Хамамото рассмеялся:
– Я тоже в эти басни не верю. Но в Европе в Средние века придумали массу нелепых историй. Фольклор у них такой.
– Жутковатая кукла, честно говоря… Зачем вы ее купили?
– Зачем?.. Может, потому такую купил, что куклы-обаяшки, каких делают французы, меня совсем не трогают.
– Если уж говорить о странностях, то ваш особняк, я бы сказал, тоже довольно необычен. Позвольте поинтересоваться: лестницы, коридоры или, точнее, лестничные площадки на каждом этаже сделаны из металла? Даже перила и те металлические… И еще. В конце каждого коридора, а все они имеют форму буквы L, пол не примыкает к стене вплотную. Оставлены щели, отгороженные перилами. Зачем так устроено?
– Эти щели получились по ошибке. Здесь работал молодой архитектор. Он заказал металлоконструкции, их доставили, но не того размера. Архитектор сказал, что все переделает, исправит, но я распорядился, чтобы оставили как есть. Мне так больше нравится. Будто не коридоры, а висящие в воздухе галереи. Но перила все-таки попросил поставить. Лестницы и переходы в доме металлические. Мне вообще нравится такое мрачное свободное пространство с запутанными переходами и перилами, крутыми лестницами, на которых как бы выступает ржавчина. Это можно объяснить тем, что, когда я учился в университете, мне очень нравились гравюры на меди итальянского художника Джованни Баттисты Пиранези. От него осталось много мрачных гравюр с изображением тюрем. Он был мастер изображать эти сооружения. Высоченные потолки во много этажей, темные металлические лестницы, башни, воздушные переходы, ну и, конечно, подвесные мосты… Вот что мы видим на его гравюрах. Мне хотелось, чтобы мое жилище имело именно такой облик. Я даже думал назвать его «Дом Пиранези».
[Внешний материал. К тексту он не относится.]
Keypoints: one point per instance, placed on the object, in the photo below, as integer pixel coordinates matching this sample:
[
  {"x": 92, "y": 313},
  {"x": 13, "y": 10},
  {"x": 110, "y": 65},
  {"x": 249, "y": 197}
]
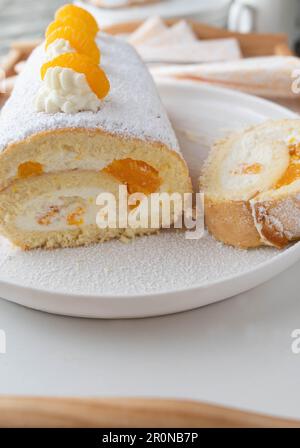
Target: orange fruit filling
[
  {"x": 74, "y": 22},
  {"x": 79, "y": 41},
  {"x": 75, "y": 218},
  {"x": 293, "y": 171},
  {"x": 139, "y": 176},
  {"x": 46, "y": 219},
  {"x": 80, "y": 63},
  {"x": 76, "y": 11},
  {"x": 29, "y": 169}
]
– Ого! – проговорил Усикоси, но Кодзабуро даже не заметил этого. Он был слишком увлечен своим рассказом.
* * *
Настала очередь прислуги. Оказалось, что Харуо Кадзивара, кроме кулинарии и телевизора, больше ничем не интересуется. С Уэдой он ни разу не разговаривал, прошлой ночью ничего подозрительного не видел.
Тикако Хаякава сказала то же самое, а вот ее муж произвел несколько иное впечатление. Ему было около пятидесяти, но для этого возраста он был на удивление робок и выглядел намного старше своих лет.
Кохэй Хаякава отвечал на вопросы как политик, которому приходится давать объяснения комиссии по расследованию. Казалось, он лжет в каждом слове. Интуиция подсказывала следователям, что домоправитель что-то скрывает.
– Вы говорите, что практически не разговаривали с Уэдой, что отправились в свою комнату в половине одиннадцатого и не выходили из нее до утра, поэтому у вас нет алиби, и что не видели ничего подозрительного. Так?!
Одзаки говорил на повышенных тонах. Все ответы, которые им приходилось слышать до сих пор, были настолько заурядными, что он не скрывал раздражения.